IP Infusion's newest OSPF module also supports these important features:
- OSPF Link-Local Signaling
- OSPF Restart Signaling
- Graceful OSPF Restart
- Authentication/Confidentiality for OSPFv3
- Traffic Engineering Extensions (draft-katz-yeung-ospf-traffic-05.txt)
- Alternative Implementation of OSPF Area Border Routers
- Alternative ABR Implementation (draft-ietf-ospf-abr-alt.txt)

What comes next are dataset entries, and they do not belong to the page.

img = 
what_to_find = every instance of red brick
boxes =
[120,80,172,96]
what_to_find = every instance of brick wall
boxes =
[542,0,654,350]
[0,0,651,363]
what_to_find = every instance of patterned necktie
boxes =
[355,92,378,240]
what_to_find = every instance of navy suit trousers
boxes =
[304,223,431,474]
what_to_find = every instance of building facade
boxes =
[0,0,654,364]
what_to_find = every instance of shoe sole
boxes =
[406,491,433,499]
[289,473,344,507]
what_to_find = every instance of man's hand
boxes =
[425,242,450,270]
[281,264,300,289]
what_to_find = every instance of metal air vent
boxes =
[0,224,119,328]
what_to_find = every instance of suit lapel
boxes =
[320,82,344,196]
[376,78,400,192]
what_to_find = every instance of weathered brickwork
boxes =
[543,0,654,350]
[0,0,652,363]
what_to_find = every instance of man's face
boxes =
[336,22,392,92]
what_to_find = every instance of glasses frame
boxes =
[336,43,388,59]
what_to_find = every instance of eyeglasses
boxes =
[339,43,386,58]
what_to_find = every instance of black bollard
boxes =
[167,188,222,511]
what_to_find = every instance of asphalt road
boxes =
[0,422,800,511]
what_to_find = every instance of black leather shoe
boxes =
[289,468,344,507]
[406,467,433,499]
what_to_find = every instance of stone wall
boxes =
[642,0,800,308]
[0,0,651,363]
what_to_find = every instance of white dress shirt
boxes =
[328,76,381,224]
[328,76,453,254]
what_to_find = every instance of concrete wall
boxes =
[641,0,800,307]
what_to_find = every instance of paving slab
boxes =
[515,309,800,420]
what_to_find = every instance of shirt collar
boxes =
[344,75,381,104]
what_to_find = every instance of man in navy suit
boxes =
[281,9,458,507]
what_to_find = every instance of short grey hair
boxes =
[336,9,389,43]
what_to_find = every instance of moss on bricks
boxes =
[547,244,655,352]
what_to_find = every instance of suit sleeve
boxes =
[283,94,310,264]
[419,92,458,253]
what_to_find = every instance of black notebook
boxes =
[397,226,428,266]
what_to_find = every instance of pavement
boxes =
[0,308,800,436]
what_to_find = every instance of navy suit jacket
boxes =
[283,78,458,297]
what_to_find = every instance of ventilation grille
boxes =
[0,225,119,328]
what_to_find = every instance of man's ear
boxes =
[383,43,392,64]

- OSPF Not-So-Stubby-Area (NSSA) Option
ZebOS also sustains its own dual-stack TCP/IP Module that provides for simultaneous use of IPv4 and IPv6 in a variety of configurations. IP Infusion’s TCP/IP stack is ideal for real-time operating system vendors that require dual-stack and virtual routing extensions for their products.
Unicast Routing Protocols
RIP – The Routing Information Protocol (RIPv2) is one of the most commonly used interior gateway protocols (IGP) used for routing on internal IPv4 networks, and to a lesser extent, networks connected to the Internet. RIP employs a distributed variant of the Bellman-Ford algorithm to provide distance vector routing capabilities. It also supports subnet information, thus allowing Classless Inter-domain Routing (CIDR).
RIPng – The Routing Information Protocol – Next Generation is an extension to the RIP protocol that provides support for IPv6 networks.

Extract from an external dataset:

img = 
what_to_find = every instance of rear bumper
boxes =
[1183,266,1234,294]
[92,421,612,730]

BGP4 – The Border Gateway Protocol (BGP) is an inter-autonomous system routing protocol and is the core routing protocol used on the Internet. It works by maintaining a table of IP networks, or prefixes, which designate network reachability among Autonomous Systems (AS). BGP is a path- vector protocol that makes routing decisions based on path, network policies, and/or rule sets.
BGP4+ – contains extensions to BGP4 to enable it to carry routing information for multiple network layer protocols.
IS-IS – The Intermediate System-Intermediate System (IS-IS) protocol is a link-state routing protocol designed to be run internally on a single autonomous system. IS-IS routers maintain identical databases that describe the autonomous system's topology. A routing table is calculated from the database by constructing a shortest- path tree.
OSPF – The Open Shortest Path First (OSPFv2) protocol is a link-state routing protocol designed to be run internally on a single autonomous IPv4 system. Each router designated to run OSPF maintains an identical database describing the autonomous system's topology. From this database, a routing table is calculated by constructing a shortest- path tree.
OSPFv3 – provides modifications to OSPF to support IPv6. The protocol also leaves room to make it extensible for other address families.
CSPF – The Constrained Shortest Path First protocol is an extension to the shortest-path algorithms used in the OSPF and IS-IS routing protocols. CSPF calculates the shortest paths based on multiple constraints, after pruning paths that do not meet the constraint criteria. In the Internet, CSPF works with Traffic Engineering (TE) information that is transported by routing protocols, and is widely used in Multi-protocol Label Switching-Traffic Engineered (MPLS-TE) networks.